TN Department of Health says it’s not too late to get a flu shot
By Bobby Lee McCulley | January 11, 2018 6:51 am
Last Updated: January 11, 2018 at 6:55 am
With students going back to school and parents returning to work after their holiday break, it is important to take precautions to keep everyone healthy, according to Tennessee Department of Health and Van Buren County Health Department.
“We want to protect our family, friends and community from illness throughout the winter months when the risk for influenza is typically the greatest,” stated Tennessee Department of Health Commissioner Dr. John Dreyzehner. “The influenza vaccine is still proven to be the best protection we have against the flu, and I urge everyone 6 months and older to get a flu shot now.”
Tennessee typically sees the highest number of seasonal flu cases in January and February each year, according to data collected by the Center for Disease Control and Prevention. The flu vaccine is available in many locations, including Van Buren County and White County health departments, medical clinics, doctors’ offices, and most local pharmacies.

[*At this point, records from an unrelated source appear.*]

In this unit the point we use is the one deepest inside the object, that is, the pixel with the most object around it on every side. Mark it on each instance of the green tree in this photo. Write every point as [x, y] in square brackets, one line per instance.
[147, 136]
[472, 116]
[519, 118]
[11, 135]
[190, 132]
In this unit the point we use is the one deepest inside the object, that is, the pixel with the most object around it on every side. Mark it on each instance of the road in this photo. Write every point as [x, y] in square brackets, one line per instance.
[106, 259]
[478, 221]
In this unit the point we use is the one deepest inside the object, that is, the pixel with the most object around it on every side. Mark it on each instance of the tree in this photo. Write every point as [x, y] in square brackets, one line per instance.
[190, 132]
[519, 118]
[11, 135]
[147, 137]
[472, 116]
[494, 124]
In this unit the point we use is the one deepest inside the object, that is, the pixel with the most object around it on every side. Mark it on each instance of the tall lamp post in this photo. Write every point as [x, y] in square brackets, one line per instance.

“Every flu season is difficult to predict, and we cannot yet know which type of flu virus will be dominant in the U.S.,” said Dr. Kelly Moore, director of the Tennessee Immunization Program. “We do know the flu shot is very safe and is the best protection we have against influenza.”

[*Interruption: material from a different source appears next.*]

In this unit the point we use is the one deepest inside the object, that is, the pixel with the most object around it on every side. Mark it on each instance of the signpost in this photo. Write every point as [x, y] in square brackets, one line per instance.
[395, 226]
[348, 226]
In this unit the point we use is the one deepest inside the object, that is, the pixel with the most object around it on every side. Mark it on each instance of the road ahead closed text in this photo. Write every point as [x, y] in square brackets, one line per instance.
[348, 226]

It’s also extremely important for pregnant women to be vaccinated to protect their unborn children. It takes about two weeks after receiving the flu vaccine before your body is fully protected from the flu.
After getting the flu vaccine, it’s still important to practice good health habits to protect yourself from the flu and other viruses and to prevent spreading them to others if you do get sick.
Some of the good health habits recommended by local and state health officials include:
-Washing your hands frequently with soap and water for about 20 seconds each time.
-Always cover your cough or sneeze into your sleeve or a tissue.
-Stay home from work, school, or other gatherings when sick to help prevent the spread of flu or other illnesses.